But doesn't physicists' desire for symmetry also have origins in perception or in motivational psychology? Physicists like Dirac certainly did not miss the fact that they stylized symmetry into something almost metaphysical, in philosophical terminology: a “principle of true beings”. In doing so, they rely on a set of arguments that are quite similar to that of medieval scholasticism: symmetry is true because it is the principle of being, and this simply because it is beautiful. The question that arises here involuntarily is whether such “epistemic simplicity”, as it is expressed in the symmetry requirement of the physicists striving for knowledge, can be the sole criterion of a scientific theory or even the ideal of science. This reveals the whole problem of an attitude as it finds its expression in Dirac's words: It declares "beautiful" theories a priori as immune and appeals to hold on to them despite possible experimental refutation, solely because of their simplicity and symmetry. In today's discussion among theoretical physicists about supersymmetry (SUSY) and supersymmetric quantum field theories, this question is very hot. Because despite the greatest efforts and expenditures, the physicists have not found the slightest sign of experimental evidence for the so-called SUSY particles associated with them. They always have to come up with new explanations to reconcile these zero results with their theory. The whole thing is more reminiscent of the ongoing messing around in the Ptolemaic worldview in the Middle Ages, in order to bring this into harmony with the increasingly numerous contradicting observations that have become more and more numerous over time.

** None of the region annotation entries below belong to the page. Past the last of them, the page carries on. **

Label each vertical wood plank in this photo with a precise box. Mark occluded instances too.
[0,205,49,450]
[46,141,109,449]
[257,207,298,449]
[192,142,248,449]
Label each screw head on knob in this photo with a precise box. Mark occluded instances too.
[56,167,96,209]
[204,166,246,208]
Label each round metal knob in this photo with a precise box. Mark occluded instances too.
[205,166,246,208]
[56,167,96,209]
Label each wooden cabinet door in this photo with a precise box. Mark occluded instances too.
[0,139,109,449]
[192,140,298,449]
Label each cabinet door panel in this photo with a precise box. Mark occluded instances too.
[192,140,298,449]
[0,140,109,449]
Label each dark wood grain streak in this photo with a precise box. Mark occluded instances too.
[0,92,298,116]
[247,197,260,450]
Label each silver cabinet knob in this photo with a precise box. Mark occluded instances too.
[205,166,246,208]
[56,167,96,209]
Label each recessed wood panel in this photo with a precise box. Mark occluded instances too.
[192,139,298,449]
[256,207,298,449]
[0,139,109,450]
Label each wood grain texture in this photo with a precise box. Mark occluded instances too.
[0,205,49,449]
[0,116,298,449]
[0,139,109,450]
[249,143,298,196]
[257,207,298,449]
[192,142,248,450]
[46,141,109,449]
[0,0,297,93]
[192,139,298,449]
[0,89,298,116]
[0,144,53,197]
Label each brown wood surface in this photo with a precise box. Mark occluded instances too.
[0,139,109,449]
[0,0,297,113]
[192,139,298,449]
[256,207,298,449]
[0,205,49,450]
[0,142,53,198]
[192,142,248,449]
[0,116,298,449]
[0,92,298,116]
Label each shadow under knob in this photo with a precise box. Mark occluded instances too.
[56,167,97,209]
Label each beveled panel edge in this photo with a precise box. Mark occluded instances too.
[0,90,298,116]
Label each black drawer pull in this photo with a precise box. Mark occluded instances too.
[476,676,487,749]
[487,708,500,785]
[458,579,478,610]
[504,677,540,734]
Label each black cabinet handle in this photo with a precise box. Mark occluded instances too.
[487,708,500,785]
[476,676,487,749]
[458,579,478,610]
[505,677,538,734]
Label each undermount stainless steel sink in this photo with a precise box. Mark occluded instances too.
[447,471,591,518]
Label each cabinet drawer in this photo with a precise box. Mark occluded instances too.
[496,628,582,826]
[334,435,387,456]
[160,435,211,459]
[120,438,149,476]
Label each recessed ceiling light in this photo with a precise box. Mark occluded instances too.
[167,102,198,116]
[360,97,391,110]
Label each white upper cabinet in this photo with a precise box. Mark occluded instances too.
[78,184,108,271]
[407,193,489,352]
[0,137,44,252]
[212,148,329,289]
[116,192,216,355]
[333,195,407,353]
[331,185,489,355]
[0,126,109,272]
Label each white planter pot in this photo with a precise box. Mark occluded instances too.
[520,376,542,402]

But once you have grasped how elegant and almost wonderful a mathematical structure can be when grasping nature, you can hardly stop being amazed. Einstein must have felt something other than the feeling of indescribable elation when he last noticed that his equations of general relativity had the correct mathematical properties (the "covariance") and at the same time all the phenomena related to gravitation, including those previously unexplained such as perihelion - Rotation of Mercury, describe exactly. Heisenberg describes such a feeling in his autobiography “The part and the whole”. He was describing his feelings at the very moment when the signs on the piece of paper revealed meaning to him and he recognized the basic laws of atoms:

At first I was deeply shocked. I had the feeling that I was looking through the surface of the atomic phenomena to a deep underlying ground of strange inner beauty, and it almost made me dizzy to think that I should now pursue this plethora of mathematical structures that nature there had spread out below in front of me.

But even Kant showed that the satisfaction of human aesthetic needs is a fundamental difference to our needs for knowledge, as they find their expression in science. The question of whether the mathematical structures of the laws of nature with their symmetries have an ontological status that is independent of us, or whether these symmetries only represent the condition of the possibility of our experience, determines the entire (late) Kantian philosophy. To this day it has lost none of its relevance and explosiveness.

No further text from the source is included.